Le pessimisme des producteurs a redoublé depuis que la Commission européenne a proposé de mettre fin à l'aide versée aux tabaculteurs en fonction des quantités produites. Surtout dans le sud-ouest et en Alsace, deux zones qui assurent plus de 70% des 26.000 tonnes produites en France.
Pour l'avenir, la Commission envisage des aides "découplées", c'est à dire sans obligation de produire. Des aides fixes, annuelles et versées jusqu'en 2013.
"Il n'y a pas plus pervers comme système", tempête Didier Ther, le directeur de la coopérative "Périgord Tabac". "Pourquoi voudriez-vous que les agriculteurs s'échinent à poursuivre l'exploitation quand ils sont sûrs de toucher la prime, sans même produire"? Pour Rémy Losser, président de la Fédération des producteurs de tabac en Alsace, mais aussi président national, "ce n'est ni plus ni moins qu'une incitation à arrêter la culture".
Devant un séchoir où pendent, alignés, les pieds de tabac fraichement récoltés et couverts de feuilles dorées, Didier Lacour, producteur à La Roque-Gageac (Dordogne), s'indigne qu'"on casse la tabaculture comme on a cassé la sidérurgie".
Avec toutes les conséquences induites et notamment sur un plan social: en France, le tabac fait vivre quelque 6.000 producteurs pour qui la plante représente en moyenne de 40 à 60% des revenus, selon les documents de Périgord Tabac. Grand consommateur de main d'oeuvre, le tabac fournit aussi du travail à 30.000 saisonniers au niveau national. Enfin, dans la cité médiévale de Sarlat, ce sont en moyenne 200 personnes qui travaillent dans la seule usine française de transformation. Là aussi, l'inquiétude fait son chemin.
Certes, pour les anciens, proches de la retraite, les aides seront tout bénéfice, reconnaît-on. Mais pour les jeunes, la date-butoir de 2013 n'incite guère à l'optimisme. Et d'ailleurs, l'horizon 2013 est-il garanti "quand on connaît les problèmes budgétaires à Bruxelles?", interroge Rémy Losser.

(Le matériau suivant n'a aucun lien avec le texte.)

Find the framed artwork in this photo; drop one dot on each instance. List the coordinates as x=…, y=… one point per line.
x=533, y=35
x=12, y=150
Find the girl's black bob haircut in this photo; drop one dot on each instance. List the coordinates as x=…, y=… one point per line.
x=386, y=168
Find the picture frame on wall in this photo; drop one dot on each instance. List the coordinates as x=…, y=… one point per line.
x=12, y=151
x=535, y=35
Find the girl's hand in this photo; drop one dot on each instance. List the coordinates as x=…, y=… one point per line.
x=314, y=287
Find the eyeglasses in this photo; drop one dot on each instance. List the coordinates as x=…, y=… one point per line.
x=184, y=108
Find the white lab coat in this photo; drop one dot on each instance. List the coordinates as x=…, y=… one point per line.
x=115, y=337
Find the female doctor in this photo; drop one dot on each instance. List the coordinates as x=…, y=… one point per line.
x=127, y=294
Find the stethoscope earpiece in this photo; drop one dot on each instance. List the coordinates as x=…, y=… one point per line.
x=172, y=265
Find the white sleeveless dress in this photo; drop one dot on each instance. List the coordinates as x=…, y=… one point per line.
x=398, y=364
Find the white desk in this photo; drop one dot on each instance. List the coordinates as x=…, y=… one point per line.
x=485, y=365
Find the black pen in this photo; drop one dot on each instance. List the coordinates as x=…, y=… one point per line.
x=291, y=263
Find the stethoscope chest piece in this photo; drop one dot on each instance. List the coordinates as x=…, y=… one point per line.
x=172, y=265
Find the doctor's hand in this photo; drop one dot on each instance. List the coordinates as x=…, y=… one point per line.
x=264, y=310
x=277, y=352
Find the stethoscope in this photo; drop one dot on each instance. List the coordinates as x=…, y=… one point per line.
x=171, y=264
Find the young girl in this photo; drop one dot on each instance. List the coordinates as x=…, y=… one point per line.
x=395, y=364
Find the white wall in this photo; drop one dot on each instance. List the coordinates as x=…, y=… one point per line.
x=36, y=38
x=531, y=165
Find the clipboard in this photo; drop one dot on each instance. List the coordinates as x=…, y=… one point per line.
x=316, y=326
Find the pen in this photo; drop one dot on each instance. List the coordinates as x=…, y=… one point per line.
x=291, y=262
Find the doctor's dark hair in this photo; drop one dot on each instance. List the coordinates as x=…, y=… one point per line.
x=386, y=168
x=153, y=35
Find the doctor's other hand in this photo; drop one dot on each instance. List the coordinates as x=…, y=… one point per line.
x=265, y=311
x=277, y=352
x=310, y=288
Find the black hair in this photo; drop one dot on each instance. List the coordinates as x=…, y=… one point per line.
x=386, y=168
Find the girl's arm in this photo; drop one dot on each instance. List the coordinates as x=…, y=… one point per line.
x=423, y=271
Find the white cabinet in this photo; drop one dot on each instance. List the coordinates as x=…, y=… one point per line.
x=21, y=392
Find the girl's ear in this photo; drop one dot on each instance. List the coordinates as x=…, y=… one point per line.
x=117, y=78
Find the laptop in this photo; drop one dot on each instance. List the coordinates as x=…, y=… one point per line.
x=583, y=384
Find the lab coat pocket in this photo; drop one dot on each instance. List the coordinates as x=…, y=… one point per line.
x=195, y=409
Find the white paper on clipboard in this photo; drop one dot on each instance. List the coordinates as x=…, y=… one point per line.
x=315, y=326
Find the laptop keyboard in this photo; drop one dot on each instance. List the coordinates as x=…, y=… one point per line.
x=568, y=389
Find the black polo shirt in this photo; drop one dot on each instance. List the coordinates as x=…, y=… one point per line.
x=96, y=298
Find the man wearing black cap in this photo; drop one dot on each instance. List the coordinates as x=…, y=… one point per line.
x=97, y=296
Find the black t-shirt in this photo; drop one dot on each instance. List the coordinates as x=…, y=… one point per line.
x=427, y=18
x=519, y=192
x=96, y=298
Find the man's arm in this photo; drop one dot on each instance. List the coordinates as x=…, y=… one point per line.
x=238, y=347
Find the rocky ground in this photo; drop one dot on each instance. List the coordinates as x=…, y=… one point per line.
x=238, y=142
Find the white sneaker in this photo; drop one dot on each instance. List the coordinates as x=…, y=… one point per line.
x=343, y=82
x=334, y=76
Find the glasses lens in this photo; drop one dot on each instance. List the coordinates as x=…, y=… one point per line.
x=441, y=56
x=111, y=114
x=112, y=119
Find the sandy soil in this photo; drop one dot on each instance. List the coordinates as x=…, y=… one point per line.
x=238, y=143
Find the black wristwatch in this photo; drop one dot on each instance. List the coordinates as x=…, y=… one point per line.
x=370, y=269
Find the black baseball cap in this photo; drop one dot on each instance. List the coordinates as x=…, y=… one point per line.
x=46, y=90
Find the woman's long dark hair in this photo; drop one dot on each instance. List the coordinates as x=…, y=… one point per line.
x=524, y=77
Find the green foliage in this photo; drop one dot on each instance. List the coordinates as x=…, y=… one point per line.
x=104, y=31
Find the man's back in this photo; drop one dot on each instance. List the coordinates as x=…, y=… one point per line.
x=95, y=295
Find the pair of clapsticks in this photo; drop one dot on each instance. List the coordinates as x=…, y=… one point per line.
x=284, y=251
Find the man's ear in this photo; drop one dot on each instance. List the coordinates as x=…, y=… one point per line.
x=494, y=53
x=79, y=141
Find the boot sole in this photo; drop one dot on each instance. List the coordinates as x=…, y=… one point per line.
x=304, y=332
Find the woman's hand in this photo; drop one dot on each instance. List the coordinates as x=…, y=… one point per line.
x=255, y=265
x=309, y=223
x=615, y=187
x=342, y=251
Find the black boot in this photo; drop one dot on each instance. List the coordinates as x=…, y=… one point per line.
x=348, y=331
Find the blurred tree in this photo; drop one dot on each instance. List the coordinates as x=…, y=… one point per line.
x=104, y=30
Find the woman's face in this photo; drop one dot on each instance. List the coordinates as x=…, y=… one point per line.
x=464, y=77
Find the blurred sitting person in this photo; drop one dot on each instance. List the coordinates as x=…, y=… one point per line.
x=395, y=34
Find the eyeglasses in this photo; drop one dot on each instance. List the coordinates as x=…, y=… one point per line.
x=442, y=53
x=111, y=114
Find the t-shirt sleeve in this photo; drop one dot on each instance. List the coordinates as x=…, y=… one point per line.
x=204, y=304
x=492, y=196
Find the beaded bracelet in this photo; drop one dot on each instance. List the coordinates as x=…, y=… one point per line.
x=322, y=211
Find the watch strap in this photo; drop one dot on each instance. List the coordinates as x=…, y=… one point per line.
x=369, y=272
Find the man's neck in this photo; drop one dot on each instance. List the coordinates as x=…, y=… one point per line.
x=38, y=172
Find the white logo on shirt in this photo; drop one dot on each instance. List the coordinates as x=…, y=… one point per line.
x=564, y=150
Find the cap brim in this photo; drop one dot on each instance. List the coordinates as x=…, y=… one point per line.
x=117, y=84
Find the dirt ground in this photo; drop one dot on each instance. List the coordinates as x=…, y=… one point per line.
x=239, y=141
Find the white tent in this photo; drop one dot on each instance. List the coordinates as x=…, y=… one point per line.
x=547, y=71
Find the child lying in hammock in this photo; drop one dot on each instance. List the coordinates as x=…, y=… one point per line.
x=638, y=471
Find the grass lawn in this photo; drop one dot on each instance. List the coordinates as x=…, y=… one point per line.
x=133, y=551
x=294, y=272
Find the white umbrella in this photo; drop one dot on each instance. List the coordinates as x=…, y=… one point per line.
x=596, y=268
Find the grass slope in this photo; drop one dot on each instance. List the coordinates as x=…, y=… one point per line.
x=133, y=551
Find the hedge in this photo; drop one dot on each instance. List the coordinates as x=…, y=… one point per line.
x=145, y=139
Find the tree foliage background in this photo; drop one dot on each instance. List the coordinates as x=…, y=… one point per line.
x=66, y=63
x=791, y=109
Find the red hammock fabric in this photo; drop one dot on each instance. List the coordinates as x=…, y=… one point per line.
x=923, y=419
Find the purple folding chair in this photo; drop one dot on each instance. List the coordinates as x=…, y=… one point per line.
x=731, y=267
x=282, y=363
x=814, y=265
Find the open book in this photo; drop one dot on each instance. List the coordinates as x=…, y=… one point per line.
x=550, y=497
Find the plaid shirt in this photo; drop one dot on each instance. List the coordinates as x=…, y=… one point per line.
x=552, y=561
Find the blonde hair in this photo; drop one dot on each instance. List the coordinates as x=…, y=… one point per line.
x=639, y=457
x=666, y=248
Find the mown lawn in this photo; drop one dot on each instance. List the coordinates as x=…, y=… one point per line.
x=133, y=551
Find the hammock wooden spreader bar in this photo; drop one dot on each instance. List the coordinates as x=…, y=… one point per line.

Reconvertir la production? Mais vers quoi, "puisqu'il y a surproduction en légumes, en fraises, en tout", tonne Didier Ther. C'est donc un scénario noir que décrit le directeur de Périgord Tabac: des jeunes qui mettent la clé sous la porte, des exploitations qui ne trouvent pas repreneurs, des villages qui meurent, un damier agricole parsemé de terres laissées à l'abandon... et tout le secteur du tourisme qui risque d'en pâtir.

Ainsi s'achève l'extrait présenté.